"As part of a Rowhammer attack, a DRAM memory row is accessed repeatedly to cause electrical interference leading to bit flips in adjacent regions. This could lead to elevation of privileges, data corruption, data leakage, and in breaking memory isolation in virtual environments. After more than a decade of known Rowhammer attacks targeting CPUs and CPU-based memory, a group of University of Toronto researchers this year demonstrated that such attacks are possible and practical against GPUs as well."
"In their paper (PDF), the researchers explain that the protections DDR5 comes with require significantly longer Rowhammer patterns to be bypassed, and that these patterns need to remain in-sync with thousands of refresh commands. Phoenix, however, was designed to resynchronize the pattern when missed refresh operations are detected, thus triggering bit flips that allowed the researchers to create a privilege escalation exploit and gain root on a commodity DDR5 system with default settings."

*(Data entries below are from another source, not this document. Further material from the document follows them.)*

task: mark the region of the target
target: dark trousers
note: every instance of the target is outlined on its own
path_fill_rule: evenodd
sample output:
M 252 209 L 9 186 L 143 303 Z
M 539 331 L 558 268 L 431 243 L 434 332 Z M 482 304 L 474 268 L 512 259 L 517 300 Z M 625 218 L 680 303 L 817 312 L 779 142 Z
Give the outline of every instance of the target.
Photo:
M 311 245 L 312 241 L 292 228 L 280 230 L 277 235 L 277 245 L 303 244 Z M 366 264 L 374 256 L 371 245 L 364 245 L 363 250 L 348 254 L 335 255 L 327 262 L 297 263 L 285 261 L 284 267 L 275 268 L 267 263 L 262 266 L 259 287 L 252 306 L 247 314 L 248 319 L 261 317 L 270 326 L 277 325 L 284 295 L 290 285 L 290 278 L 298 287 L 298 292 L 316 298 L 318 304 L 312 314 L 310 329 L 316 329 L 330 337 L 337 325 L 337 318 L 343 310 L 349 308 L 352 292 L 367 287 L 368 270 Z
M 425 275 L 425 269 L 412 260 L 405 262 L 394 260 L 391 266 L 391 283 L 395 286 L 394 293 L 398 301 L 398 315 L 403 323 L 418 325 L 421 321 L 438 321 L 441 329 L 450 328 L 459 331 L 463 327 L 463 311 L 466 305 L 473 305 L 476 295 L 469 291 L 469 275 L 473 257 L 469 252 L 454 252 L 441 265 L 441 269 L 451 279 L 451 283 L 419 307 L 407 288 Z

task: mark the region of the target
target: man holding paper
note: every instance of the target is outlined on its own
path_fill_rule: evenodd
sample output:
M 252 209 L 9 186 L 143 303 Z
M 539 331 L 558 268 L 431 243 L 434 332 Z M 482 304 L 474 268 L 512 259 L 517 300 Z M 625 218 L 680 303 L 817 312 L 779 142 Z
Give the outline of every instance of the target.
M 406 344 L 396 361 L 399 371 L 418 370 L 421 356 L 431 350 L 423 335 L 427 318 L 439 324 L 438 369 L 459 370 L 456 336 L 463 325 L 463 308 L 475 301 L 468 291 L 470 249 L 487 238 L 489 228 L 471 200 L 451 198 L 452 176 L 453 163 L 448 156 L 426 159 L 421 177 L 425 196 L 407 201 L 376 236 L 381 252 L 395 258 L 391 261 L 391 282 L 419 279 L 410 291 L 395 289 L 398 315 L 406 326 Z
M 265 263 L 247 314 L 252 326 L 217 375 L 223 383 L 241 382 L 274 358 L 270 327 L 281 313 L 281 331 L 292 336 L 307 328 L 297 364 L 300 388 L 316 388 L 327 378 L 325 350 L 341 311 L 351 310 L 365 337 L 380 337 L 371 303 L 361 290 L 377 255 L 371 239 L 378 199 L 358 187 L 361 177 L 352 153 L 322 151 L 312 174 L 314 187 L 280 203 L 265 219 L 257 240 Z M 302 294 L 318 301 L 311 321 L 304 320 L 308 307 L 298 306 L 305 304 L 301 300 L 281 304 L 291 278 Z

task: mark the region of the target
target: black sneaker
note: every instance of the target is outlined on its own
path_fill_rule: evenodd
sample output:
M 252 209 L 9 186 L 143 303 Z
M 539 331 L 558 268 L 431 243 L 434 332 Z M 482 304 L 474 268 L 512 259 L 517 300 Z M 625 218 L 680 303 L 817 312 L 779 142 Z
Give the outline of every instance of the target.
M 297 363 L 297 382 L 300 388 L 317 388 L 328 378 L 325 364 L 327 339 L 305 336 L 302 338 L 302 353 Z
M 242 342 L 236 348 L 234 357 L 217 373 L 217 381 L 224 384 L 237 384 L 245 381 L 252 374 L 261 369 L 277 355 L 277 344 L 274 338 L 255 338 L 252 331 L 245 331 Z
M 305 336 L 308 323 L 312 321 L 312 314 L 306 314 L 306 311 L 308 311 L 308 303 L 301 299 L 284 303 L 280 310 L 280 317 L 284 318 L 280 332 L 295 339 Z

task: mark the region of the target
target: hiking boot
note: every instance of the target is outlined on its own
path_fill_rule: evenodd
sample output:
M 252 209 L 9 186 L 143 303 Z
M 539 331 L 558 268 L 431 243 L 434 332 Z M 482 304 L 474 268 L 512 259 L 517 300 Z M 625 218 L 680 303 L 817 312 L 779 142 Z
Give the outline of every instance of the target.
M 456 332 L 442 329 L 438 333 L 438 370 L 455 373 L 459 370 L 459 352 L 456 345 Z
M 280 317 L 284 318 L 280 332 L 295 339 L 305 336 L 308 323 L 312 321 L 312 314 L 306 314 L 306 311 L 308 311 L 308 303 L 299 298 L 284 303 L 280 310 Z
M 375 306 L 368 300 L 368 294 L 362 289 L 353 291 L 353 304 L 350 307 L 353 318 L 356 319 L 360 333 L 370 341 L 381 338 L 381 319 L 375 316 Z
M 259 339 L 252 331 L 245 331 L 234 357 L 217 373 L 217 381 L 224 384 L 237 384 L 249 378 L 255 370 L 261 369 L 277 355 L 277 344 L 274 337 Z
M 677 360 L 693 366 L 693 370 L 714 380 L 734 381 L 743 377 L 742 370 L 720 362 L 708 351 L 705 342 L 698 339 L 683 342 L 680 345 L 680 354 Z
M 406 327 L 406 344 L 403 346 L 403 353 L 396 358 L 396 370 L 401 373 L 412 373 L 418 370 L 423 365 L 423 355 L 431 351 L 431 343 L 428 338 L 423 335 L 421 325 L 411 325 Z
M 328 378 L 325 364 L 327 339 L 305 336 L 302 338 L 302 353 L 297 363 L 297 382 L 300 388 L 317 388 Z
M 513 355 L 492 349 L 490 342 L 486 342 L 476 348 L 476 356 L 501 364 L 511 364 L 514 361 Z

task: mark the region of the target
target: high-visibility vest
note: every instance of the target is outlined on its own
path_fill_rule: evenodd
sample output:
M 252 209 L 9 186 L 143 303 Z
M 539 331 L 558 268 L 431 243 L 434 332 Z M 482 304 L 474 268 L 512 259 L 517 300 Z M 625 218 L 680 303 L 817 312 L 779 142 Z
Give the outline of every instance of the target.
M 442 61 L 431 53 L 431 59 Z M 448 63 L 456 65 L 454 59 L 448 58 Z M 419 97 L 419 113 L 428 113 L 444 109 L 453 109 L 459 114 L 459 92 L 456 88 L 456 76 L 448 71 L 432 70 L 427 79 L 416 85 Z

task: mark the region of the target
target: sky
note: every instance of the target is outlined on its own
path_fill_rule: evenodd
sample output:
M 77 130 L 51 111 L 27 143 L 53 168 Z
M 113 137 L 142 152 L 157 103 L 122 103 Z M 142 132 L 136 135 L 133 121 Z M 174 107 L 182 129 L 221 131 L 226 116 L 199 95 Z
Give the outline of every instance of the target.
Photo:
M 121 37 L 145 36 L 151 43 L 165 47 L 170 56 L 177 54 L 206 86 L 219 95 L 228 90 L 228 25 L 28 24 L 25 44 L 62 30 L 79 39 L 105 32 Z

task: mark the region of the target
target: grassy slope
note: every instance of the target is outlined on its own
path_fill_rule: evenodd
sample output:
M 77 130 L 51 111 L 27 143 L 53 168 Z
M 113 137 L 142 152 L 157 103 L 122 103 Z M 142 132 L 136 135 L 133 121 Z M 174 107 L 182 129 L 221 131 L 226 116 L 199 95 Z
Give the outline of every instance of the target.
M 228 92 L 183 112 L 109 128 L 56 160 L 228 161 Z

Phoenix is a practical Rowhammer attack that bypasses DDR5 in-DRAM Target Row Refresh (TRR) protections by resynchronizing long Rowhammer patterns with thousands of refresh commands. Four ETH Zurich academics and two Google researchers reverse-engineered DDR5 TRR schemes and found successful attacks require precisely tracking thousands of refresh operations and significantly longer hammer patterns. Phoenix detects missed refreshes and resynchronizes patterns to trigger bit flips. The attack triggered bit flips on 15 SK Hynix DDR5 DIMMs and enabled a privilege escalation exploit that gained root on a commodity DDR5 system with default settings. DDR5 TRR mechanisms alone are insufficient to prevent Rowhammer-induced memory corruption.